A director I spoke to who wishes to remain private stated, “Why should I have to open up our library’s catalog to the state when we are the ones who have invested our time and budget in building our collection? It does not seem fair that it is state mandated and [that] accreditation may be lost if we do not comply.”, The Texas State Library and Archives Commission has made it mandatory for accredited public libraries in Texas to “batchload” their records to WorldCat to implement Navigator, “the statewide interlibrary loan program [that] embodies several grant programs that work together to enable library users access to materials not available at their local library. It also works with other programs in Texas, the Southwest, and the country to promote resource sharing and provide greater access to information for all Texans.”

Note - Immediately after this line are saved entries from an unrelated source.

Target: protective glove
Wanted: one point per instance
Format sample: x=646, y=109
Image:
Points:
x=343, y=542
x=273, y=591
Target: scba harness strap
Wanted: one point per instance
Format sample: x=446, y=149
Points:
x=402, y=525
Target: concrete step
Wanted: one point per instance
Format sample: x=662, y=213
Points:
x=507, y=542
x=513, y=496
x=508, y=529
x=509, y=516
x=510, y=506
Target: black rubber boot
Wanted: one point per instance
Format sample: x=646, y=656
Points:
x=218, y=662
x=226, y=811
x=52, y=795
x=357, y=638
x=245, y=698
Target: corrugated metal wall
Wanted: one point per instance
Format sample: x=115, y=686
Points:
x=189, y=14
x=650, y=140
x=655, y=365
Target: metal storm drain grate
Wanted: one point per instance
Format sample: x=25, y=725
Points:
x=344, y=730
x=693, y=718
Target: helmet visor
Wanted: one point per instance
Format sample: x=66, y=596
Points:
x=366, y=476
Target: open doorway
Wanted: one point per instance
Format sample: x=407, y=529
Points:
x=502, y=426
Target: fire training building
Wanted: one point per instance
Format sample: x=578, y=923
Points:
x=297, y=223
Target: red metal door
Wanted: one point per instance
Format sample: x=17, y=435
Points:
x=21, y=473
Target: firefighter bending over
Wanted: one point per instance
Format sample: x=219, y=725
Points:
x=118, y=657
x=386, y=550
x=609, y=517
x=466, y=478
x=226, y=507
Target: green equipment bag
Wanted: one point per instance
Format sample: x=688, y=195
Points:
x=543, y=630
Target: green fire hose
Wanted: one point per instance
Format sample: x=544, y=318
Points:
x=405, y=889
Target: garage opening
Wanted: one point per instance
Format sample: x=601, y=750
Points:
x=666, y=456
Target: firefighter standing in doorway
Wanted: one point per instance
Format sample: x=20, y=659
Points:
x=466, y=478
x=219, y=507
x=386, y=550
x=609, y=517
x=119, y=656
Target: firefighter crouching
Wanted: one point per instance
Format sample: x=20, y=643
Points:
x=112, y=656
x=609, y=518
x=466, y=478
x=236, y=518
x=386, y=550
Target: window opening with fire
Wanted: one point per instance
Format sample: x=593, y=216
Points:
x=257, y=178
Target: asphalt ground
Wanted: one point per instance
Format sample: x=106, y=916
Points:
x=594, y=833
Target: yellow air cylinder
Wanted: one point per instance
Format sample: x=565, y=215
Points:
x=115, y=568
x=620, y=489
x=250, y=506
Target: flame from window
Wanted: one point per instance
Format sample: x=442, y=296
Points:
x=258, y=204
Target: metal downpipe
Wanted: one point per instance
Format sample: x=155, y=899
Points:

Transitioning to a group catalog is a lengthy process and a bit of a hassle to complete. Staff must watch eight Kickoff Webinars, sign and submit agreement forms to the state (or else lose accreditation as a library), batchload every collection—and then Navigator training begins. Only when all of this is completed can your library finally go live! If you do not have a seasoned cataloger or knowledgeable IT staff on hand, the whole process can be very difficult. Constant communication with OCLC and the state library is a must if you are in this situation.
But should a library with a small service population and a budget not even an eighth the size of a metropolitan library’s have to open up its collection to avoid being red-flagged or risk losing their E-Rate? The whole process is dependent on budget and, ultimately, biased towards more generously funded libraries. I do not blame the director I spoke with for being territorial about his collection, which is funded by taxpayers. Which begs another question: Why weren’t the taxpayers asked whether they wished to open up their collection to the entire state? I also understand, however, the progress the state library is implementing. A group catalog means more options for library users, which can lead to better research. Having Navigator as a tool has its pros and cons, like most other things in life. So depending on which side you are on, Navigator can be a good thing or not such a good thing.
Has your library dealt with a transition to OCLC’s Navigator? Where do you side on this issue?